Hominy or Samp is un-hybridized corn which has had the hull removed.
Corn Grits are ground Hominy.
Corn Meal is ground from yellow corn.
Johnny Cake Meal is ground from hulled white corn.
Polenta is a coarse grind of yellow corn used as an Italian porridge growing in popularity here in the U.S.
Mesa Harina is a fine ground white corn meal which has been soaked in lime water before it has been dried. It is the main ingredient in tortillas.
Corn Flour is a finely ground cornmeal from the entire kernel. All of these various varieties have a place in bread baking, each to its own effect.
Rice Flour is made from both brown and white rice varieties.

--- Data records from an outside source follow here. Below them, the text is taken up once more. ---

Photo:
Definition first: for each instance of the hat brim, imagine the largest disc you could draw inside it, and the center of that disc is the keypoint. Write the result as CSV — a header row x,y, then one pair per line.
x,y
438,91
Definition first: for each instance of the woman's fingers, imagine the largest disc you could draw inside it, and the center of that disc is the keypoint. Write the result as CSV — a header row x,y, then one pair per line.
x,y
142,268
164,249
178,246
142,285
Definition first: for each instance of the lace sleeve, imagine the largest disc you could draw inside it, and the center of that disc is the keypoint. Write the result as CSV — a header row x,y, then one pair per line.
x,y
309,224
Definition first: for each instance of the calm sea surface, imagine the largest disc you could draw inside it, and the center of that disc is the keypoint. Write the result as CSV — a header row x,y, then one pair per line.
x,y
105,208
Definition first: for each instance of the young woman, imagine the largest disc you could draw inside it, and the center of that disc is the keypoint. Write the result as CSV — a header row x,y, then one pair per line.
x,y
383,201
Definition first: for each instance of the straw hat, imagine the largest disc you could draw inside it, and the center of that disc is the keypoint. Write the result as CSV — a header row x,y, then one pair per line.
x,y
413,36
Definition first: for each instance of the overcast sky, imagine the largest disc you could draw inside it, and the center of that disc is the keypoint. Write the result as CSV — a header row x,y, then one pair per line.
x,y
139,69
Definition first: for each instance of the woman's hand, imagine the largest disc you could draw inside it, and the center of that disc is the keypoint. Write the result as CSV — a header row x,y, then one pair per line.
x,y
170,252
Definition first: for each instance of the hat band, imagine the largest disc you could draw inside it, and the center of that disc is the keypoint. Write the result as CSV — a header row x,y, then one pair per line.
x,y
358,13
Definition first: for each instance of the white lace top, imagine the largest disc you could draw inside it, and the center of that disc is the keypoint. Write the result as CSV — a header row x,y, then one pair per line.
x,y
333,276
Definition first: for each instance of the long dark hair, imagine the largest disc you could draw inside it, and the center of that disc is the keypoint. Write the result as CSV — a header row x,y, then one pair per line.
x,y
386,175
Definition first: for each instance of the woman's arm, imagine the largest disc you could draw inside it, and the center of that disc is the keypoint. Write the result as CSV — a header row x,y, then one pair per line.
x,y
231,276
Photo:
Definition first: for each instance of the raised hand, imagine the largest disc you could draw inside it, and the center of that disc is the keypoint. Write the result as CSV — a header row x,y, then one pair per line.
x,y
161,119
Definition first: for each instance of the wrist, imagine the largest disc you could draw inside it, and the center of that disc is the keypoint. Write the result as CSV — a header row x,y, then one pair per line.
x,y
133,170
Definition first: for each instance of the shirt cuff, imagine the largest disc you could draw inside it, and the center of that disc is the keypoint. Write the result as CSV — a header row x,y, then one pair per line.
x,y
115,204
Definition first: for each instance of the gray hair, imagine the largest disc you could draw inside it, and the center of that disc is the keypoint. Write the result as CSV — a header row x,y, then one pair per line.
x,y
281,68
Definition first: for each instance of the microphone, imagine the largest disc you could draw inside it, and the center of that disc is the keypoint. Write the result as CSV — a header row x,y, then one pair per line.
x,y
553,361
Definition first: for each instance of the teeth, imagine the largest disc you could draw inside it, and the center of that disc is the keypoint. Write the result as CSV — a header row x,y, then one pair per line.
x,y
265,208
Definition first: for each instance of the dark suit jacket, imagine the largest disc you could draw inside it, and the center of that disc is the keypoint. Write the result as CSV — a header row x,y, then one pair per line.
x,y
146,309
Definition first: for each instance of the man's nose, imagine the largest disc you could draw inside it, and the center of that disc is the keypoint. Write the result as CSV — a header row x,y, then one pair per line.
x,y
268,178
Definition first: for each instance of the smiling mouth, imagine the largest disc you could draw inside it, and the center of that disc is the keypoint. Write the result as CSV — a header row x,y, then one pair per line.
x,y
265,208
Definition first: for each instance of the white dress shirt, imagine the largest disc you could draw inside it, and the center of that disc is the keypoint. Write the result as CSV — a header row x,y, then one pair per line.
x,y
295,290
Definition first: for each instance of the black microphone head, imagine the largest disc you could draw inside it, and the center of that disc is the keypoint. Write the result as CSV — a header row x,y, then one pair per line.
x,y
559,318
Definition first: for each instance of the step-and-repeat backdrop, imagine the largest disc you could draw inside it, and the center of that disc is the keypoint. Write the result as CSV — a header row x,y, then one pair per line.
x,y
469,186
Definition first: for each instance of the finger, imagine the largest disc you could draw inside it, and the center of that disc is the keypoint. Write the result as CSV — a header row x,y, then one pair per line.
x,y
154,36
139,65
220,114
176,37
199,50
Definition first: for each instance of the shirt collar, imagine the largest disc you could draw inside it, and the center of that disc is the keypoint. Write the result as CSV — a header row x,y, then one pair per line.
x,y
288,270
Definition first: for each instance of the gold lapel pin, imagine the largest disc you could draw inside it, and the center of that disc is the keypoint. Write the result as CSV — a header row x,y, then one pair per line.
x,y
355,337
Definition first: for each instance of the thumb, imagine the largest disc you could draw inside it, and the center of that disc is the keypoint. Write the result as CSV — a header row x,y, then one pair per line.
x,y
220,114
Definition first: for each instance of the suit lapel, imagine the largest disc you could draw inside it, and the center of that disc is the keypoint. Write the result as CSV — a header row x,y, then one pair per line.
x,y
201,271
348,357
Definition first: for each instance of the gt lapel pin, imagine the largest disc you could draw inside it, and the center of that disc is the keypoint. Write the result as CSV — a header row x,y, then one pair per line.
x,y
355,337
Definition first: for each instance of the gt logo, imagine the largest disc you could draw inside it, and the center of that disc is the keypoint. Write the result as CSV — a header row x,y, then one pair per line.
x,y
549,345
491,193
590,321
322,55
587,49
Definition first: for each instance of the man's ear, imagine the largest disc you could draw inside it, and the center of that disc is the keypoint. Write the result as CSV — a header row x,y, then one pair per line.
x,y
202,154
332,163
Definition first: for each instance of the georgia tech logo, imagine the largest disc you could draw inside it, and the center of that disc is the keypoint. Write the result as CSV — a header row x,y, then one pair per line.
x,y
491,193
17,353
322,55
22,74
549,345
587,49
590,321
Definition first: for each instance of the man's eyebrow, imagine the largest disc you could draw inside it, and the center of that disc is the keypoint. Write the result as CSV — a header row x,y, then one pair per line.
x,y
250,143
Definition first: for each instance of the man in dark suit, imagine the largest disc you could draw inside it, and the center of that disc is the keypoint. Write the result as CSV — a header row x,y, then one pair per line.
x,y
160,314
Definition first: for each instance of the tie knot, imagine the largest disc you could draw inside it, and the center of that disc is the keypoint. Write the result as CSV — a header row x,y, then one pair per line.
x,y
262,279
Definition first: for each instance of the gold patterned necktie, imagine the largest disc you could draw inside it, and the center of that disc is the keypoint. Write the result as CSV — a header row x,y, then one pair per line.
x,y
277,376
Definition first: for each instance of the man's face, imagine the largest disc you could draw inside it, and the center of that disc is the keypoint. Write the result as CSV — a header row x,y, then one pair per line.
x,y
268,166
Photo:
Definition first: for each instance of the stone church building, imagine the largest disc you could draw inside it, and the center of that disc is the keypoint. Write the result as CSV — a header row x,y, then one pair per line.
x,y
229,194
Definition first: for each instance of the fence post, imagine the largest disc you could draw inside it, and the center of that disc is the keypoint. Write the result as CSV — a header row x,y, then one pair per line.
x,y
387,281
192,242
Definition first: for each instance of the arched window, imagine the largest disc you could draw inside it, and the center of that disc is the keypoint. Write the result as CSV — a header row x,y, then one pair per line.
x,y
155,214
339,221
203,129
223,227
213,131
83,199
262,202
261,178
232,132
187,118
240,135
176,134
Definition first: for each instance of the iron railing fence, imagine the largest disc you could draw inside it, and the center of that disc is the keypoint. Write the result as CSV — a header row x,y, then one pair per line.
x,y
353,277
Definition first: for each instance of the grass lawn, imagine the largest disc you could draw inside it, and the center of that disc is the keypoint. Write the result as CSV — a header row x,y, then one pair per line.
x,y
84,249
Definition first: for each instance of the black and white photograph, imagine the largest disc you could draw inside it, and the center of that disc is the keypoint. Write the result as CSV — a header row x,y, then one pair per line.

It creates a dense closely packed loaf.
Soy Flour adds additional protein to bakery product containing as it does 40 – 50 % protein. Cornell University added it to their formula for high density nutrition in Cornell Bread in the 1950’s.
The sky is the limit when it comes to what to use for the liquid in bread baking. Water, Milk Soy Milk, Rice Milk, Almond Milk, Potato Water, Yogurt, Buttermilk, Beer, Wine, Vegetable and Fruit Juices. and even left over soups are all used as part of the sponge in bread making.
Granulated Sugar, Brown Sugar, Maple Sugar, Maple Syrup, Molasses, Barley Malt, Sorghum, Rice Syrup, Agave, Stevia all feed the yeast, sweeten the loaf and color the crust to varying degrees of golden goodness. To substitute any liquid sweetener, like molasses, honey, agave, or barley malt, for granulated sugar use about for every cup of sugar the recipe calls for and reduce the liquid by ¼ Cup.
Fats - Butter and various vegetable oils provide softness and a moist richness to the loaf.